Note that we’re now breaking the (FTCS) stability bounds we derived for forward Euler for BOTH advection and diffusion (the CFL and “r” conditions).

Since RK4 has a stability region close to the imaginary axis let’s return to a set of parameters we saw to be unstable above due to too large a cell Peclet number and the eigenvalues near the origin not quite being in the circular stability region for FE.

# This is a reminder of what FE did 
L = 1
U = 2
kappa = 1./200.
N = 100
dx = L / N
dt = 0.004
tend = 0.5*L/U # so we always advect the same DISTANCE

C, x, A = solve_adv_diff_Gaussian(N, dt, tend, U, kappa)

# set up figure
fig, axs = plt.subplots(1, 2, figsize=(10, 5))
axs = axs.reshape(-1)
fig.tight_layout(w_pad=4, h_pad=5)

plot_eigs_stability(axs[0], A)
axs[1].plot(x, C, '.-')
add_fig_axes_etc(axs[1])

print('Check for undershoots: {0:.5e}'.format(np.min(C)))

# parameters froma bove which were stable from a CFL and "r" perspective,
# but exhinitied isntability due to too large a cell Peclet number
L = 1
U = 2
kappa = 1./200.
N = 100
dx = L / N
dt = 0.004
tend = 0.5*L/U # so we always advect the same DISTANCE


x = np.linspace(0, L, N)
C = np.exp(-((x-0.2)/0.05)**2)
t0 = 0
A = discretise_adv_diff_central(L, N, dt, tend, U, kappa)
Call, tall = RK4(f, C, t0, tend, dt, A)

print('Pe_c: {0:.5f}'.format(U*dx/kappa))
print('CFL:  {0:.5f}'.format(U*dt/dx))
print('r:    {0:.5f}'.format(kappa*dt/(dx**2)))
print('\nCheck for undershoots: {0:.5e}'.format(np.min(Call[-1,:])))

# set up figure
fig, axs = plt.subplots(1, 2, figsize=(10, 5))
axs = axs.reshape(-1)
fig.tight_layout(w_pad=4, h_pad=5)

# RK4 stability region
# set up a mesh in x,y
x_ = np.linspace(-3., 0.5, 100)
y_ = np.linspace(-3., 3., 100)
xx, yy = np.meshgrid(x_, y_)
# define a complex parameter which is our lambda * dt quantity
lamdt = xx + 1j*yy
# compute the "amplification factor" for RK4
amp = 1 + lamdt + lamdt**2/2 + lamdt**3/6 + lamdt**4/24
# and its magnitude - we want this to be less than one for stability
ampmag = np.abs(amp)
# set up our figs for plotting
# plot the RK2 stability region
axs[0].contour(xx, yy, ampmag, [1.0], colors=('k'))
axs[0].contourf(xx, yy, ampmag, (0.0, 1.0), colors=('grey'))
# overlay A's eigenvalues (multiplied by dt)
A_eigs = np.linalg.eigvals( A )
axs[0].set_aspect('equal')
axs[0].grid(True)
axs[0].set_xlabel(r'$Re(\lambda)\Delta t$', fontsize=14)
axs[0].set_ylabel(r'$Im(\lambda)\Delta t$', fontsize=14)
axs[0].set_title('Eigenvalues vs stability region', fontsize=14)
axs[0].axhline(y=0, color='k')
axs[0].axvline(x=0, color='k')
# add in the eigenvalues
for eig in A_eigs:
    axs[0].plot(np.real(eig)*dt, np.imag(eig)*dt, 'bo')

axs[1].plot(x, Call[-1,:], '.-')
add_fig_axes_etc(axs[1]);

Notice that it hasn’t completely got rid of the undershoot, but the magnitude is now far smaller.
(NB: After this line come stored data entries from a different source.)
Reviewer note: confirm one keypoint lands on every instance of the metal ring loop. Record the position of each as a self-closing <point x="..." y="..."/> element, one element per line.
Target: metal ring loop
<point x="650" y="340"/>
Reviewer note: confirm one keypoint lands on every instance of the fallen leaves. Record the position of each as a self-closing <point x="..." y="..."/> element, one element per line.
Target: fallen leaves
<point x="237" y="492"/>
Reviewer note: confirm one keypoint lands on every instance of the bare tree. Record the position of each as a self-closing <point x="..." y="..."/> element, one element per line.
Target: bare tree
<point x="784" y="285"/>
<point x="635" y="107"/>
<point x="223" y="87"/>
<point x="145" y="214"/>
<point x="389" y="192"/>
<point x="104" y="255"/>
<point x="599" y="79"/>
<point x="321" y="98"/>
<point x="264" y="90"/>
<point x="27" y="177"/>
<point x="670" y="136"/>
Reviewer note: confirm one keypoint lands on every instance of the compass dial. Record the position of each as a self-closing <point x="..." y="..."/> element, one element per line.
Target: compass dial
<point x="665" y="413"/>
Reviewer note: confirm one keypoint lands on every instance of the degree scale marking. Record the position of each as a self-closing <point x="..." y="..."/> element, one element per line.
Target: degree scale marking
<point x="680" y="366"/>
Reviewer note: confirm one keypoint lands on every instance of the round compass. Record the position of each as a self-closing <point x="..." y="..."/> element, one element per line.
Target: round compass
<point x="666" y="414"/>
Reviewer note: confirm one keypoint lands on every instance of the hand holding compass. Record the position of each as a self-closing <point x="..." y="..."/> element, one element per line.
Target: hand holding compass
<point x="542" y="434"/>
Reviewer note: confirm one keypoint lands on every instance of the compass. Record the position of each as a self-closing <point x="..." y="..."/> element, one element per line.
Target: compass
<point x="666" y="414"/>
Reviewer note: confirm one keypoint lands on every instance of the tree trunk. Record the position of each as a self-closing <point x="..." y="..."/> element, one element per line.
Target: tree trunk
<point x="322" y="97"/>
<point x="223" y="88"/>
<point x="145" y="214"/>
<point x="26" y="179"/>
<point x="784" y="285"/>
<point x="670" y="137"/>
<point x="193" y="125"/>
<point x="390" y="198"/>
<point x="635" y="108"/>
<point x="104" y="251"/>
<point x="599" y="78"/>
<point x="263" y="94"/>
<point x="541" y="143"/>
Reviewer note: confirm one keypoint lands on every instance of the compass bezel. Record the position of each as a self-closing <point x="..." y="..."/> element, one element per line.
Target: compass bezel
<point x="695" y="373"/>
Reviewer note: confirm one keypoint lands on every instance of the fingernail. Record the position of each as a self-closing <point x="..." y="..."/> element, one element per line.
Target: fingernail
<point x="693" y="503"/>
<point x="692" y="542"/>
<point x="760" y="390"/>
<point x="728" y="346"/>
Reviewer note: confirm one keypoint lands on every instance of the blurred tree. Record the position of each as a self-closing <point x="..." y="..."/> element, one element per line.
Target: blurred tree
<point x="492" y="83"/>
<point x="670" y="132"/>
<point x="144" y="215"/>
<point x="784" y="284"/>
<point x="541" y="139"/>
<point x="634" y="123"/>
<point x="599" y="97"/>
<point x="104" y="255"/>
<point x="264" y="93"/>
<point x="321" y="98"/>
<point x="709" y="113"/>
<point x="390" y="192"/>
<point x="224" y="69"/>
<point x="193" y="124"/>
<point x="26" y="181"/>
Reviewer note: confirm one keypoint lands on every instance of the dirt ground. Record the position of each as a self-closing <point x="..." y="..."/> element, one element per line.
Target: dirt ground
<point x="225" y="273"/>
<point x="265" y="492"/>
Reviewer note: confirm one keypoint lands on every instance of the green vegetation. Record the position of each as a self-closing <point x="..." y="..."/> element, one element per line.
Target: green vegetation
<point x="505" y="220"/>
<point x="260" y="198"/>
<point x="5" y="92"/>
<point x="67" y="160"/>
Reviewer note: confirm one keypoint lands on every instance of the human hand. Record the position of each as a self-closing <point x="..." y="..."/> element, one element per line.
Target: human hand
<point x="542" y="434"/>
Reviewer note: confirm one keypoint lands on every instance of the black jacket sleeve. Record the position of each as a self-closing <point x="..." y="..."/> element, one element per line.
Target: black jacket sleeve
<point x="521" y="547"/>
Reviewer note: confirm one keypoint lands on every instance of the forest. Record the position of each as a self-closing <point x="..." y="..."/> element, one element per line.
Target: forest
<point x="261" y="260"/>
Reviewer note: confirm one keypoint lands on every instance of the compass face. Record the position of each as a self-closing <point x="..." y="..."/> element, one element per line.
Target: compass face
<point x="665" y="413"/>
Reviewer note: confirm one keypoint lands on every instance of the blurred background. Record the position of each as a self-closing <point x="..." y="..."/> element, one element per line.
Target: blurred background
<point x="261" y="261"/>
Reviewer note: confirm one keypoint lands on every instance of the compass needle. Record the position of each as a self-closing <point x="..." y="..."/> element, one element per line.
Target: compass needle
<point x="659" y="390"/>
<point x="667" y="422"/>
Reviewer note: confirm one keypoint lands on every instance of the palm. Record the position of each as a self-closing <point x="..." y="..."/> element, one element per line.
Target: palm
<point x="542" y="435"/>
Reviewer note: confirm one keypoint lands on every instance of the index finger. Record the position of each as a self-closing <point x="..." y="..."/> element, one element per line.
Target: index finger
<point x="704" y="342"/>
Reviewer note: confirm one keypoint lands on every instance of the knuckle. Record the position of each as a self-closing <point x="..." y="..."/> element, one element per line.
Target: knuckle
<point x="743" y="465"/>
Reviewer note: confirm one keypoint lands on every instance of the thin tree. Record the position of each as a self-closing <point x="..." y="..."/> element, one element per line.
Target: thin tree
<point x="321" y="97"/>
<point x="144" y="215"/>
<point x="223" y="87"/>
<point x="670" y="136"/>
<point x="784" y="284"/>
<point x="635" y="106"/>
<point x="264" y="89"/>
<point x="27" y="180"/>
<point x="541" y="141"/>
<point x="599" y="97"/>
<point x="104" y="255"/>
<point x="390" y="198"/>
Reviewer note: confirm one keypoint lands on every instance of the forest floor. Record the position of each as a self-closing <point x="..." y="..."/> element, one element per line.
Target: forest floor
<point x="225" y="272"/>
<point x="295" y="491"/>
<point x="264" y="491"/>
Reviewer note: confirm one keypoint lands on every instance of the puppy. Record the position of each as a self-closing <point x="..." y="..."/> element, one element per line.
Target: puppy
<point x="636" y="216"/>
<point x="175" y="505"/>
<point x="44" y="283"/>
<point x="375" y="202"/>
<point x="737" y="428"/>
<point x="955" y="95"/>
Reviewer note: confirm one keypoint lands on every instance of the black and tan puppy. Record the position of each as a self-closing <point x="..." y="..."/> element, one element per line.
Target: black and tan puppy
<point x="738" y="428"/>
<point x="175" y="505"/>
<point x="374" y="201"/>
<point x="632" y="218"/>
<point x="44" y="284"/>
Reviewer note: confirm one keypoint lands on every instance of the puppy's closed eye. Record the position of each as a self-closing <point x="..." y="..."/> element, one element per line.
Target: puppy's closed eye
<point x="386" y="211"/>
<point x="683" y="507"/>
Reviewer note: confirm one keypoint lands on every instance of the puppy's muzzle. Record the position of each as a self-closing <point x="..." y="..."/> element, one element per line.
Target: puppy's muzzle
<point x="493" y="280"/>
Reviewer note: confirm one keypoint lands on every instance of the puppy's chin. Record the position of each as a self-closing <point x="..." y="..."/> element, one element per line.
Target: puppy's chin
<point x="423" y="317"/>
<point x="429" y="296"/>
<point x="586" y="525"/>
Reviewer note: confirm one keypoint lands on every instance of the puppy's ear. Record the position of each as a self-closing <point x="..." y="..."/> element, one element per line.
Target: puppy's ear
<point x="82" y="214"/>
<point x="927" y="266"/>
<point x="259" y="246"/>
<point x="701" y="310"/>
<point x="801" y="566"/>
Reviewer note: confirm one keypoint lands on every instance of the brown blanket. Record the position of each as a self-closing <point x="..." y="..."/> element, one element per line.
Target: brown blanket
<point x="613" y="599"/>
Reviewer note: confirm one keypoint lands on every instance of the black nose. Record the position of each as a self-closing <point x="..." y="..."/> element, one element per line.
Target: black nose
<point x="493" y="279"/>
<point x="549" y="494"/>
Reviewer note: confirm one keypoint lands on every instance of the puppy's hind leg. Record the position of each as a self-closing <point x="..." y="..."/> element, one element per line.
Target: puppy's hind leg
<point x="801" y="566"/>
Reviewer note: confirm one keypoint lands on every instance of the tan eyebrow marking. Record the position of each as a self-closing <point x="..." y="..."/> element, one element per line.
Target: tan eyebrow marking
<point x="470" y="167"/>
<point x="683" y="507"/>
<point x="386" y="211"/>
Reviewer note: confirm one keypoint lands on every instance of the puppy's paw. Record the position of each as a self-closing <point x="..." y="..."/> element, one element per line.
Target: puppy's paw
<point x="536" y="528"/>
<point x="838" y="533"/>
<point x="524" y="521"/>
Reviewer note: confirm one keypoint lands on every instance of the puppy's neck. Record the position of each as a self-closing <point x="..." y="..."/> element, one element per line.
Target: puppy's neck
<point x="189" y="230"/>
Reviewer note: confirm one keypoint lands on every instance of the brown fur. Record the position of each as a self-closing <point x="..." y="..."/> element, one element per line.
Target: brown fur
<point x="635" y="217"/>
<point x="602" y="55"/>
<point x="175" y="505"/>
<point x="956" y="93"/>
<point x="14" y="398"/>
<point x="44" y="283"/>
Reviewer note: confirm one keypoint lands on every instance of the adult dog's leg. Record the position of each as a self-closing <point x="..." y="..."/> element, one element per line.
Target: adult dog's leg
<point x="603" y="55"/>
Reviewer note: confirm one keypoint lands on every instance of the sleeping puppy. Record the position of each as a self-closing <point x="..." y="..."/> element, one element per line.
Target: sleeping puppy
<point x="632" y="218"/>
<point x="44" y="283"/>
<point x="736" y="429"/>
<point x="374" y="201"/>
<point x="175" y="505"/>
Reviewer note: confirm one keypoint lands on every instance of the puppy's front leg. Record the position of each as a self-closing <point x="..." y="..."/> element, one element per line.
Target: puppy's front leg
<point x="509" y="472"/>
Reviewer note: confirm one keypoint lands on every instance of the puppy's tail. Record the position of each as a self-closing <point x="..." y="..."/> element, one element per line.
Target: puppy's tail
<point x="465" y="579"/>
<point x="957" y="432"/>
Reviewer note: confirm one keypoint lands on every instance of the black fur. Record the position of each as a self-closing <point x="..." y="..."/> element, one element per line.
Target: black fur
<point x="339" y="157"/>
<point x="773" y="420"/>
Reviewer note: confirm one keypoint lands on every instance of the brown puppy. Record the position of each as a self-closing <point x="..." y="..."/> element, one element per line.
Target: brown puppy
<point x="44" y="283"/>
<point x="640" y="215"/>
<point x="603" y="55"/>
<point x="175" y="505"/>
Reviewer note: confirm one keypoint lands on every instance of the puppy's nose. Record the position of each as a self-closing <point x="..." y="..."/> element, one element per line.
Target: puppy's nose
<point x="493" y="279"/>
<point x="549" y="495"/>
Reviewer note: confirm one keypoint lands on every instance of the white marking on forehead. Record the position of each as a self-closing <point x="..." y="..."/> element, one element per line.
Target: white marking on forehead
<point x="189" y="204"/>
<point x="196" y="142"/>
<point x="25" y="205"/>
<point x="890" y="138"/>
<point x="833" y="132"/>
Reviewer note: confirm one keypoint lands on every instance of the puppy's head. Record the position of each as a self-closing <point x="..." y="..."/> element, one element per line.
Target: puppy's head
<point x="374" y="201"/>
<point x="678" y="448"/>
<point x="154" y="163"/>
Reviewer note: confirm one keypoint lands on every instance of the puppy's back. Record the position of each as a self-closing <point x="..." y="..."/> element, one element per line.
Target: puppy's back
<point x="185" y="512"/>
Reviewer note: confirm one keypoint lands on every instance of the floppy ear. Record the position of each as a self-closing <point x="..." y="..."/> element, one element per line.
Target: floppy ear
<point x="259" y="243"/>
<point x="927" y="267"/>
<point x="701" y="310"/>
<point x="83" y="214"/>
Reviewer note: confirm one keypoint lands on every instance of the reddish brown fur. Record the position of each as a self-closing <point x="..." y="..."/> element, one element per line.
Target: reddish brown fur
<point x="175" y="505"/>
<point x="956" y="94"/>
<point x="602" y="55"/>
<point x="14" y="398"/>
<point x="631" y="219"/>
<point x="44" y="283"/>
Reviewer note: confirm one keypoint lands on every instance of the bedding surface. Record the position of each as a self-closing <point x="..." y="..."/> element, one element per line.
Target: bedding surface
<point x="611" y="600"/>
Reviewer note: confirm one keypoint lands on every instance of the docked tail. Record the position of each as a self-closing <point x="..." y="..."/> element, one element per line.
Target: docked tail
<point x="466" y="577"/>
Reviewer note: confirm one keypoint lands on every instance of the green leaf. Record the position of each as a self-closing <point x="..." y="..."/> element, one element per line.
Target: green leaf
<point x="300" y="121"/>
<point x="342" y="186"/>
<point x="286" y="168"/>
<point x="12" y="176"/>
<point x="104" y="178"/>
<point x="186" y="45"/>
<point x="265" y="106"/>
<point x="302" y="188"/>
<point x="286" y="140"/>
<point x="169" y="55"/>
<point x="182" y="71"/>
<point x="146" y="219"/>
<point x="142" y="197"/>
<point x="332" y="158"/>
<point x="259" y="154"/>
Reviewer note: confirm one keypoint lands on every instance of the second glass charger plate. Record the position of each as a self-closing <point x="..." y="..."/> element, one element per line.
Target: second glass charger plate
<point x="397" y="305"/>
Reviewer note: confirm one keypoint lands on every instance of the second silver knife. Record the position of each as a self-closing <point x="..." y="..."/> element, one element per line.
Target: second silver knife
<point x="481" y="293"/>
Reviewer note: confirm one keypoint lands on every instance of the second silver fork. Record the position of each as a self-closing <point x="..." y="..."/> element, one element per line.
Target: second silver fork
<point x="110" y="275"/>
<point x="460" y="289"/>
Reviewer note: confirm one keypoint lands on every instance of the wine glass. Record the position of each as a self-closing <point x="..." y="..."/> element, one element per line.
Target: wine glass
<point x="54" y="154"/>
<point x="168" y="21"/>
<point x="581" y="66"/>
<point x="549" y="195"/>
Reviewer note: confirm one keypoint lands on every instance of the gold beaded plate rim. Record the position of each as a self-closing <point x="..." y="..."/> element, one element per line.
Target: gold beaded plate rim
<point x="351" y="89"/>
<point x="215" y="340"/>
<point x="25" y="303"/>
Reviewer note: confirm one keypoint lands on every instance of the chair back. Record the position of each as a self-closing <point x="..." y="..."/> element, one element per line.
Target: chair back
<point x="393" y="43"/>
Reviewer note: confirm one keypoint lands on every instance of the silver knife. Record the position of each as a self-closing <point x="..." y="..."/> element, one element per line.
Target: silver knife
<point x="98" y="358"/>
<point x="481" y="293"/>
This may be acceptable for your calculation.

Also note that in this particular case due to the Gaussian spreading (and hence becoming better resolved on the mesh), and the action of diffusion, if you integrate for longer the undershoot actually completely disappears - so we clearly are benefiting from being inside the stability region of this time-stepper.

This combination of parameters therefore is stable (this is not the case for forward Euler as you would see if you integrated for longer in the cell above!).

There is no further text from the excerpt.